Pre- and post-synaptic effects of temperature at the posterior canal cytoneural junction in the isolated frog labyrinth

The effect of temperature on resting synaptic activity at the cytoneural junction of the isolated frog labyrinth was studied by intracellularly recording mEPSPs from the posterior nerve. Continuous recordings were obtained from single units during slow temperature ramps (10°C change in bath temperature) in the range from 8-30°C. Spontaneous mEPSP frequencies were generally high (>100/s) and single events extensively overlapped on one another, thus preventing direct counting. The mean rate of occurrence and size of the events were therefore estimated by means of signal processing techniques based on the estimation of mEPSP waveform from the autoregressive (minimum phase) fit to the autocorrelation of the noisy recording generated by the summated potentials. For mEPSP rates <300/s the event waveform was used to build a Wiener filter; deconvolution by this filtering procedure sharpened the events and shortened their duration, thereby eliminating extensive overlapping. For frequencies >300/s mEPSP amplitude and rate of occurrence were computed by noise analysis, from the variance and skew of membrane potential fluctuations. The frequency of mEPSP increased on increasing the temperature and vice versa (Q10 = 1.11-2.56). Statistical analyses of peak amplitudes and time intervals between successive events were performed in eight Wiener-filtered units, before and after the 10°C temperature ramp: (1) mEPSP amplitude distributions were continuous, unimodal and well fitted by single log nornal distribution functions; and (2) mEPSP time intervals were always distributed along single exponentials. Peak mEPSP amplitudes decreased on increasing the temperature, yielding log normal distributions markedly shifted to the left. The elementary mEPSP waveform was further analysed by fitting a modified gamma distribution function to the average of 20-50 unitary events with a fully resolved time course.

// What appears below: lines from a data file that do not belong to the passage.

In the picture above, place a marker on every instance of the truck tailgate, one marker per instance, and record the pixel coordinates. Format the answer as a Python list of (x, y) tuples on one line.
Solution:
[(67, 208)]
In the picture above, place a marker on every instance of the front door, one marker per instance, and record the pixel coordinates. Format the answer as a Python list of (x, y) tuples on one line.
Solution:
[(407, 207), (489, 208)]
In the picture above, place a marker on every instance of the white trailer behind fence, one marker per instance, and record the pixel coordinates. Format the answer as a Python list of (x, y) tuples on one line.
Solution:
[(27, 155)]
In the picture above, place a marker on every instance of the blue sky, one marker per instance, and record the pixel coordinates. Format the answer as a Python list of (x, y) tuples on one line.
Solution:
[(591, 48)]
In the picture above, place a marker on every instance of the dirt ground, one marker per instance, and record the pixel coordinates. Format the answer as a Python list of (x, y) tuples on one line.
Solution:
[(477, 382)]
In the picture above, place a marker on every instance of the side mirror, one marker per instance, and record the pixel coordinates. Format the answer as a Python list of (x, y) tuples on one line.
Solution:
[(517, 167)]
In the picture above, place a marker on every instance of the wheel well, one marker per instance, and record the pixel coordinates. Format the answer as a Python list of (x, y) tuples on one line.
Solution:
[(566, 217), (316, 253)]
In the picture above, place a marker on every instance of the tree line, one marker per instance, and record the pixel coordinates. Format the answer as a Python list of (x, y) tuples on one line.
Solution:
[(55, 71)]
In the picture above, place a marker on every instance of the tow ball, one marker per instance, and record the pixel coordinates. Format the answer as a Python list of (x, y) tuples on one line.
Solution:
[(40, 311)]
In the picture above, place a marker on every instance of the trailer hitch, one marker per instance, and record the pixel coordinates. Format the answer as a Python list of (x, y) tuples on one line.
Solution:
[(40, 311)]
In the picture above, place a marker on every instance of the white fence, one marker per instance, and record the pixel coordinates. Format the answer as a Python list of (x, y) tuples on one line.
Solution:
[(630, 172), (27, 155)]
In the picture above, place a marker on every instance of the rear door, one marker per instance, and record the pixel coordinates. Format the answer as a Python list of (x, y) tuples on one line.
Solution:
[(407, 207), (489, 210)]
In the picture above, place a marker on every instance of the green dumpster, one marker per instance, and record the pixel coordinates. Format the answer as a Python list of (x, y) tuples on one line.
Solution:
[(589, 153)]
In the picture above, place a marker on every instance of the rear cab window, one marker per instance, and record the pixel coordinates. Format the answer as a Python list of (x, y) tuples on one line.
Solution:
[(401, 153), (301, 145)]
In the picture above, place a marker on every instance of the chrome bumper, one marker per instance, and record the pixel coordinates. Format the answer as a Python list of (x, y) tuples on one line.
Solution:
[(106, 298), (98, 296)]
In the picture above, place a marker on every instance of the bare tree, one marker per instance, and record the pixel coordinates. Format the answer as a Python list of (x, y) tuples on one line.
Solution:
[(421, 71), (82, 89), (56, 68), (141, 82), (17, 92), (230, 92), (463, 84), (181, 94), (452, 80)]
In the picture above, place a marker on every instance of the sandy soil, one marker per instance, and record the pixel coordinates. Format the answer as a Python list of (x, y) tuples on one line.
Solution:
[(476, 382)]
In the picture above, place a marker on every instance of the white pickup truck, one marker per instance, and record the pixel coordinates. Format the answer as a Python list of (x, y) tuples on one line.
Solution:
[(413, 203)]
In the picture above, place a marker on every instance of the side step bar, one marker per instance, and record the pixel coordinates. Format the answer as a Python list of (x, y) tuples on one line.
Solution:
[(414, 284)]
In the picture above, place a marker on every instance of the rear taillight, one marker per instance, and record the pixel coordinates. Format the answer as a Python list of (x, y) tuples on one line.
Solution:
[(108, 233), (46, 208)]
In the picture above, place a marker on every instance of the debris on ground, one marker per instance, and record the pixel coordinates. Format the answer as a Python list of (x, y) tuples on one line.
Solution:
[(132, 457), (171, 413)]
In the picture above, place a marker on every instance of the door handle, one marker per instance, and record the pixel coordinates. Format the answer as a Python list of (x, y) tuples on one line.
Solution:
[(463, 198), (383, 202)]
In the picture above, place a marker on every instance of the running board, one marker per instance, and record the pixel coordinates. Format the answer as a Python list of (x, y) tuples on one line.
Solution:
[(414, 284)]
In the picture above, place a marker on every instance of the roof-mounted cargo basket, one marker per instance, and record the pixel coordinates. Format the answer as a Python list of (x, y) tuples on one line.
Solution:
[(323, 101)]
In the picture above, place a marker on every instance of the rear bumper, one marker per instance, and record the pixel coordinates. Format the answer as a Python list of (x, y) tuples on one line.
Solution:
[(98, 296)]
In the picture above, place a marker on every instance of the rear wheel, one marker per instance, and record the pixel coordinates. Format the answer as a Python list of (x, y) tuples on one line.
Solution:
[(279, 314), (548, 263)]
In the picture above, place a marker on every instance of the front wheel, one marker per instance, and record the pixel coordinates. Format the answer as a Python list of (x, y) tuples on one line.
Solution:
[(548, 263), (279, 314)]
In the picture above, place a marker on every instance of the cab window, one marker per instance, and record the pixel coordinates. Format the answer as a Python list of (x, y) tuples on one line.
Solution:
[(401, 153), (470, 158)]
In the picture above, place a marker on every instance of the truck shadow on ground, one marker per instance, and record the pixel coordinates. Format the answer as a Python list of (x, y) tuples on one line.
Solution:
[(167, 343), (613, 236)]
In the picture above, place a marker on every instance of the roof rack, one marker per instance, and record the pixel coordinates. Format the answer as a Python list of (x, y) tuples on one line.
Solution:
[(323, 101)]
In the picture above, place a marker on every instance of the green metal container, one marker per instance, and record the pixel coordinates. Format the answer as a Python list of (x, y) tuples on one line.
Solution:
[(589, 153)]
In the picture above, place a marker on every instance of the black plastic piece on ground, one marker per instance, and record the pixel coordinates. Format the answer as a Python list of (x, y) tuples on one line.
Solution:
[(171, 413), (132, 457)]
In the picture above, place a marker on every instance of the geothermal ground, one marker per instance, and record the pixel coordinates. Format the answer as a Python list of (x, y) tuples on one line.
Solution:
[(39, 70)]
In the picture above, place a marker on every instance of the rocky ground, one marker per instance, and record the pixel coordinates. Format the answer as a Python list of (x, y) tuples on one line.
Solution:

Such fits confirmed the reliability of the autoregressive fits and yielded the following shape parameters: duration, maximum amplitude and time to the peak. All three parameters proved to decrease on increasing the temperature and vice versa. These results point to a relevant post-synaptic sensitivity to temperature. The mean rates of transmitter release also proved to be sensitive to temperature, but the basic pre-synaptic mechanisms appeared to be unaffected.